A public health prescription to reduce Baltimore violence
By Peter Beilenson
Jan 09, 2018 | 9:45 AM
Baltimore has now had 343 homicides in 2017, sets record for killings per capita. (Baltimore Sun video)
As another violent year dawns in Baltimore City, with almost a homicide a day, a much more all-encompassing and coordinated plan is needed to staunch the bleeding. Although the police are trying initiative after initiative, it is simply impossible for the police to solve the problem alone. I propose a public health approach, in which we identify the vectors or root causes that lead to certain conditions and address them comprehensively.
The root causes of the violence in Baltimore are well known: literally hundreds of drug crews fighting over turf; inadequate constructive activities for young people in many areas of the city; yes, too many guns in the hands of those who should not possess them; violent acts begetting violent retribution; and a general lack of hope for a generation of young people — hope of a livable wage job, of having a successful life.
What follows is a prescription for comprehensively and simultaneously tackling the various roots of violence in Baltimore:
1. Young people need more out-of-school activities. This can come in the form of a mentoring program, preferably attached to a community youth center. Keeping at-risk kids off the streets will help to reduce the large number of crimes committed by unattended youths.
2. Re-implement the Operation Safe Kids program for those juvenile offenders who are at highest risk for shooting others or being shot themselves. This program, which was quite successful in the O'Malley administration — resulting in a 43 percent reduction in recidivism — combined intensive community-based case management and supervision with immediate actions by city agencies to address the young offenders' needs. The program can be improved by adding intensive therapy to deal with the PTSD and depression that is so common among these juveniles
3. Expand the Safe Streets program to all communities with high levels of violent crime. This program has reduced retributive violence in neighborhoods after a violent crime has previously been committed.
People rally for the Baltimore Safe Streets program as concerns arise about a proposed budget cut to the city violence prevention program. (Wyatt Massey, Baltimore Sun video)
4. Bring back a form of the Operation Ceasefire program, which worked well in Boston, where violent drug gang offenders are swept up one gang at a time and a coalition of federal, state and local law enforcement agree to seek the maximum sentence possible unless the gang members forego violence and avail themselves of pro-social activities and options like GED courses. It may sound naïve, but it works.
5. We need to improve police-community relations. Homicides have risen dramatically since Freddie Gray's death and the resulting uprising in 2015. It is clear that his death and its aftermath have resulted in less community support for the police (no other major demographic variables have changed that would account for this phenomenon) leading to less community cooperation in providing information on crimes to police and police being skittish about pursuing offenders for fear of prosecution.
A new approach is needed for police-community relations, and an Iraq and Afghan War veteran named Chris Gonzalez has a promising blueprint for such a change in tactics.
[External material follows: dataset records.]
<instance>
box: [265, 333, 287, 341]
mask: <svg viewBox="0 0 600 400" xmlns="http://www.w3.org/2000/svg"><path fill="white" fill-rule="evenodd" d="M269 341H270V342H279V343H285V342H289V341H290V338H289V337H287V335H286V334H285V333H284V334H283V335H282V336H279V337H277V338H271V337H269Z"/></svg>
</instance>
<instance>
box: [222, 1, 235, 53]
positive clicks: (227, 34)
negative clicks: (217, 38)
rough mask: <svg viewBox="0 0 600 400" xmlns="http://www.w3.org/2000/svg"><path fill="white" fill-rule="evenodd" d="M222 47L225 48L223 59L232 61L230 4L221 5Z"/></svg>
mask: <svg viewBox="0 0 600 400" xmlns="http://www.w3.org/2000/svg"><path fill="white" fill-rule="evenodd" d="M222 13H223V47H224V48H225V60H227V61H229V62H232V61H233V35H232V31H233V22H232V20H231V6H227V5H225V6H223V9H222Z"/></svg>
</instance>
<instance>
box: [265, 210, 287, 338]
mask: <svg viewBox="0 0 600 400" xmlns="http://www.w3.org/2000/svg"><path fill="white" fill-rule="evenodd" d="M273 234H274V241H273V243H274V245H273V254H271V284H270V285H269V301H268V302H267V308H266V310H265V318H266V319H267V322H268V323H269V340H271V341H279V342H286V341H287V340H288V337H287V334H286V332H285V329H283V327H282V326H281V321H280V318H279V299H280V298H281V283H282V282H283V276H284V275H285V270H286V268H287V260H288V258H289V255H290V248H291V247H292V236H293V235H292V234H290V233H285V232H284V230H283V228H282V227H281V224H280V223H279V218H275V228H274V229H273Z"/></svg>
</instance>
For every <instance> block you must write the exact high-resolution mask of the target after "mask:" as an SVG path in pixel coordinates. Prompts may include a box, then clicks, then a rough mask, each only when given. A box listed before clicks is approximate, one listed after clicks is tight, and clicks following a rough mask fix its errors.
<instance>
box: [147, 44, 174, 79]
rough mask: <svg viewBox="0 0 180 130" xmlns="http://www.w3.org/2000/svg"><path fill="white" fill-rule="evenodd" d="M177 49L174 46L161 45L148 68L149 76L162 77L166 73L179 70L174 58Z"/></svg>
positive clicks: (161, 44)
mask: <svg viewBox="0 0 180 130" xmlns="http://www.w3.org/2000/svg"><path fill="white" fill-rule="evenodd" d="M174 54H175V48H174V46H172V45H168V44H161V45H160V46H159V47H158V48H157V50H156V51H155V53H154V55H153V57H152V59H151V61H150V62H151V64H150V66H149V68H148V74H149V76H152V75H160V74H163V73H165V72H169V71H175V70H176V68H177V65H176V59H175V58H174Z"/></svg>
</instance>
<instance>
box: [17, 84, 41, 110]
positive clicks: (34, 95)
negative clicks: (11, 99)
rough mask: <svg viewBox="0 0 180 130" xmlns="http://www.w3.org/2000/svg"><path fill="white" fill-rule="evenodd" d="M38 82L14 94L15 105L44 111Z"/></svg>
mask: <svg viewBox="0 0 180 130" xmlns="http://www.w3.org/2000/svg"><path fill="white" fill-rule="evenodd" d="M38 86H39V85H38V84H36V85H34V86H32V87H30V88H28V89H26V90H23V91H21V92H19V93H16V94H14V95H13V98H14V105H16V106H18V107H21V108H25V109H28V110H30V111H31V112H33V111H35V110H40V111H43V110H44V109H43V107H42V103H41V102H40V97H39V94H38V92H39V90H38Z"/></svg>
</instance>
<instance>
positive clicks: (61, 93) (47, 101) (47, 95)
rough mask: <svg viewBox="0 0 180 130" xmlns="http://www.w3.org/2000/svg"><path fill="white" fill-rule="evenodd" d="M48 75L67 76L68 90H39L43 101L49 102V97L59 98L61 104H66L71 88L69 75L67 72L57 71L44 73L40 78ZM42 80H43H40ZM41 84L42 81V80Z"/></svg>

On the ground in Afghanistan, where mistrust between American troops and Afghan residents led to lack of cooperation and violent conflict, he was instrumental in implementing the Civil Affairs Model. It entails establishing trusting relationships between police and local community leaders and utilizing these leaders to address incidents in the community along with the police. Once these relationships are established, police and the community then develop individual plans and goals for the neighborhood — say, certain improvements to the local public school or increasing access to health clinics or workforce development programs — and work together to accomplish them. If such a model has worked in combat zones in Iraq and Afghanistan at reducing conflict, surely it can work here.
Getting more city police officers to live in Baltimore will be good for them and good for the city
6. Finally, the state and city absolutely must do a much better job coordinating their efforts. Far too often, the agencies responsible for protecting Baltimore's citizens are not talking to one another and are working at cross-purposes, resulting in less effective activities and wasted resources.
By treating Baltimore's overwhelming violence as a public health problem, a combination of actions can be taken immediately — along with others that will take a bit longer to implement, like providing tax incentives to companies that provide livable wage jobs to relocate to impoverished neighborhoods. This will go a long way toward alleviating the seemingly intractable problem of violence that afflicts Baltimore.